Visitors to this year’s Galle Literary Festival will remember well, the energetic violinist who braved the scorching heat of the Lit Fest Café and played his heart out to authors and readers. This was just the beginning of Eugene Draw’s Sri Lankan experience, where he encountered Baila and Sri Lankan drums for the first time.
“My stay in Sri Lanka was punctuated almost all the time by the rhythm of those drums,” he recalls. “I just loved the energy.” Travelling around the island for several weeks, Eugene was able to, as always, draw inspiration for new music from his surroundings. The result is a series of compositions inspired by Baila, to be released later this year.
With his penchant for the daring and unusual, Eugene Draw’s fan base grows at a pace as rapid as his frenzied fiddling.
It all started when he picked up a violin for the first time at the age of 10. “It was challenging to begin with,” he recalls, “but by the time I turned 14 I knew that this was my calling. I think I was at first struck by the mobility of the instrument- the fact that I could carry it around with me wherever I would go.”
It was not long before the violin became an inseparable companion; and Draw realized the potential of something else which would define his style and career as a performer. “I could pretty much play anywhere I wanted to, and that led to busking (street performing). When I was 13 I realized that I could practice my technique and performance skills in front of an audience while earning some money in the process. I remember really wanting a bicycle, and a new mountain bike wasn’t in the family budget so my dad created a saving system for me so I could eventually be able to purchase by saving the change that came from busking on the street.”
Described as ‘the first ever violinist to venture from rock and classical into electronic club culture’, Draw looks upon this achievement as something which happened naturally. “When I was in my late teens,” he says, “I needed a stage that would replace the street when it was too cold to busk, and somehow ended up performing in clubs. My reputation grew quickly and in no time I was touring the club scene, and playing major raves.”

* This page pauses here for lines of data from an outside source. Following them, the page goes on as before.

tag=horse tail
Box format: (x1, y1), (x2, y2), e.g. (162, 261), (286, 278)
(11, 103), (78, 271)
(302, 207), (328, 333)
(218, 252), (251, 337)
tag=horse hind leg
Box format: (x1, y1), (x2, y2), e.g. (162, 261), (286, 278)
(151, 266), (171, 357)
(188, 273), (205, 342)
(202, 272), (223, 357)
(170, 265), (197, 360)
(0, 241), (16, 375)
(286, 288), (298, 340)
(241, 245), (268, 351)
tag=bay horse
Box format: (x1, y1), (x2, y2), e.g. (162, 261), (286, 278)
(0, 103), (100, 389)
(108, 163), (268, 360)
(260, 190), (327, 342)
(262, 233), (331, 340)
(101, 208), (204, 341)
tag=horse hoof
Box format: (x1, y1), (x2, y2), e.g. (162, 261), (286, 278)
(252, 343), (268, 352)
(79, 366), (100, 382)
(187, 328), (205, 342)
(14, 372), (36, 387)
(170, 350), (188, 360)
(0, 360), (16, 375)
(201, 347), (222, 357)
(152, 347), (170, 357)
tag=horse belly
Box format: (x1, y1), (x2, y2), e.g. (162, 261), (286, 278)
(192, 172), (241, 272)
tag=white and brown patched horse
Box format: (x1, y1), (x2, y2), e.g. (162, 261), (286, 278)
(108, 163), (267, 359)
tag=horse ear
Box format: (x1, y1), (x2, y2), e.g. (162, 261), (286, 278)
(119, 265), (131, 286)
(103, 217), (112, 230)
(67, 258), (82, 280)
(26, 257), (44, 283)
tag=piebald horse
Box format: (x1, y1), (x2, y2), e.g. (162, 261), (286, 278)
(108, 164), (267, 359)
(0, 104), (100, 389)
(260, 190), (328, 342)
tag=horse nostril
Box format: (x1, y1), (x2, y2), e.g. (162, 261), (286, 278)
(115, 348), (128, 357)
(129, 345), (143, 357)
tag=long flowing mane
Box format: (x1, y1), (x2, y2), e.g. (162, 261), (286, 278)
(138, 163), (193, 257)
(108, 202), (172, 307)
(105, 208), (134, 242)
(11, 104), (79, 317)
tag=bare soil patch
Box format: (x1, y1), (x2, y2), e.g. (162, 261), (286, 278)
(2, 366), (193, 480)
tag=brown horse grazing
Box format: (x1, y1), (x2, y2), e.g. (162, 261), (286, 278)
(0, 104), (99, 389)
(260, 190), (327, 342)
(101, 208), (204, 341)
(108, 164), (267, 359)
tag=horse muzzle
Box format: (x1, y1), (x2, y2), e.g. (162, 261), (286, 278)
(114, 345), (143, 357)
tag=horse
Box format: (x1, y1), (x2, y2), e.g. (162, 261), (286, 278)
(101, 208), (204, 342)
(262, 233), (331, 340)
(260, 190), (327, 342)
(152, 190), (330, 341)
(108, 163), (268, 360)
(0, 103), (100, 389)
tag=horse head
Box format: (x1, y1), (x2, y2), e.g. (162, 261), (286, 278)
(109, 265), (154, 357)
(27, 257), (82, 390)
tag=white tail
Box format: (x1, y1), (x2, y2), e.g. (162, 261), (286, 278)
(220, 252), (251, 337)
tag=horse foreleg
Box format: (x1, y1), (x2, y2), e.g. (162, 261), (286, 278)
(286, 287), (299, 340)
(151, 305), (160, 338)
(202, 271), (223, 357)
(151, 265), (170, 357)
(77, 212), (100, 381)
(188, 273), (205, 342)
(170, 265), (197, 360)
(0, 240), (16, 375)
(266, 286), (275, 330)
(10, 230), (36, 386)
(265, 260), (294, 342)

Where a violin is stereotypically associated with classical genres, most of Eugene Draw’s audience looked slightly askance at the youth who dared to challenge the norm with his almost cheeky, almost punk rocker-esque style of performance. “People thought I was crazy,” he said, “and someone recently told me about their experience of seeing me perform for the first time when I was 18. He said that I was like an uncontrollable force; body painted, blonde and with crazy eyes.”
For Eugene, it is this energy that matters most in a performance. As he draws his bow across the strings at the beginning of a performance, several thoughts race in his head. “I get nervous all the time,” he explains, “and can’t help it. As an improvisor on and off stage, my mind usually starts composing music when the day of the show starts. I start thinking of all the different patterns I can make. I go over my motto which is to make sure that nothing that will go wrong on stage would influence my performance.
Due to arrive in Sri Lanka in September this year, Eugene looks forward to the prospect of playing almost every day to local audiences and performing with local musicians while travelling through the country.